I've done a couple of receive channelizers now.  I didn't use any canned tools.  I dug up several good papers and some Matlab example scripts.  I coded the FIR filters in Verilog by hand and verified them with Matlab and C generated vectors.

The design procedure for the FIR:  Given the number of channels, design a low pass filter that is an integer multiple of the channanizer in length.  Of course the FIR total length is determined by what is needed to meet your pass/stop band requirements.  So say if you have an 8 channel design you could wind up with a 4*8= 32 tap FIR.  If so then you will need to perform 4*2 multiplies for each incoming data sample assuming the samples are complex.  The number of clocks that takes per sample all depends on how you pipeline the filter.

For my design I have 2 clocks for every input sample.  Therefore I can re-use the same multipliers for both I and Q.  The bigger trick are the samples.  I need four samples: the current input sample and 3 previous samples that are N samples back.
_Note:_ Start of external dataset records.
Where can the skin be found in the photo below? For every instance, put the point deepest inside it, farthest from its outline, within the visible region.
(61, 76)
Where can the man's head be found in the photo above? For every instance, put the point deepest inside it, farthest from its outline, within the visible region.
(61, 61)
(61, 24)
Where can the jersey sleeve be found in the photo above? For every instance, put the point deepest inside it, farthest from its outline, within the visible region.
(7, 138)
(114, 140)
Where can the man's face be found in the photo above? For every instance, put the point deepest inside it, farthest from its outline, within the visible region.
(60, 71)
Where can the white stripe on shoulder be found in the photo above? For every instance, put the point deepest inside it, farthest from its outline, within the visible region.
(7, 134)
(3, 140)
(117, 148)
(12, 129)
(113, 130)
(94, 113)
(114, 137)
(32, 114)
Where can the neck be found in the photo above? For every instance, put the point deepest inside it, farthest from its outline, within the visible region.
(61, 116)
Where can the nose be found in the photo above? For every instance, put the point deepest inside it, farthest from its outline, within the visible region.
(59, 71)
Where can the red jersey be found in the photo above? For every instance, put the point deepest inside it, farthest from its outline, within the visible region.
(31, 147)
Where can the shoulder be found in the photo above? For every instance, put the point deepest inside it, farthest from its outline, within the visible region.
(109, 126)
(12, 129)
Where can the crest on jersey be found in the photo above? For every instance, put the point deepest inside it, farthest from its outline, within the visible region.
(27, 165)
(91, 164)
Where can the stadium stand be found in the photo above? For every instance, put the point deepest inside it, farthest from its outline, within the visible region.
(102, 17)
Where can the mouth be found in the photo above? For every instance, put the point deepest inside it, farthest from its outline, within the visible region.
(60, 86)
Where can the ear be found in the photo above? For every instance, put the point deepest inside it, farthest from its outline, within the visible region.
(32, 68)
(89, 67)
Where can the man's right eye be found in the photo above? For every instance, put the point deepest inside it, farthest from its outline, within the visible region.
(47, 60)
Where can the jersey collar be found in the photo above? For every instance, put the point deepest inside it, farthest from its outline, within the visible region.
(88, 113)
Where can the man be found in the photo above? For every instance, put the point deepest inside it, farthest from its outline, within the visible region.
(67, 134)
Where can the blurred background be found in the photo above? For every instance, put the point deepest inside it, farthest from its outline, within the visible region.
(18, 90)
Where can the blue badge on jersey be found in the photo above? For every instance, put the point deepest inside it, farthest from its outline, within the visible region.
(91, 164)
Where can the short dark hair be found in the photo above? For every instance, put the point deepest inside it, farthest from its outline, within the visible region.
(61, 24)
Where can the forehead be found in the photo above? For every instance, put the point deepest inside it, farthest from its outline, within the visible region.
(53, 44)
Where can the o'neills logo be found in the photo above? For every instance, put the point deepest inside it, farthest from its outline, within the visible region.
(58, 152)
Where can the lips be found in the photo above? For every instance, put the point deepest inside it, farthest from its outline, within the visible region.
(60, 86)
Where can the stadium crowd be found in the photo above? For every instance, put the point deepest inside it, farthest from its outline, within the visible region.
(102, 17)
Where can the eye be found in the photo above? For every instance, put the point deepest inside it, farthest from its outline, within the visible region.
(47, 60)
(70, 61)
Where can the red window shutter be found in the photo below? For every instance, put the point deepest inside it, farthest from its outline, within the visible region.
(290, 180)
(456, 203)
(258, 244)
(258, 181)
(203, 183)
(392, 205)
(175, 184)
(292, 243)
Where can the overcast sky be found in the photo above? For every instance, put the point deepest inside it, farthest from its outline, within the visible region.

In our example that's 8, 16, and 32 samples ago.  So that means for every 2 clock cycles I have to write one sample and read three.  The output from the memory block is registered and presented 4 wide to the multiplier block.

I also need 4 tap weights.  I can look them up in parallel from a table based on the input count, 0 to 7.

The 8 point FFT also must be pipelined so that every 2 clock cycles the data advances one sample.

Hope this example is of some help.

Mark Napier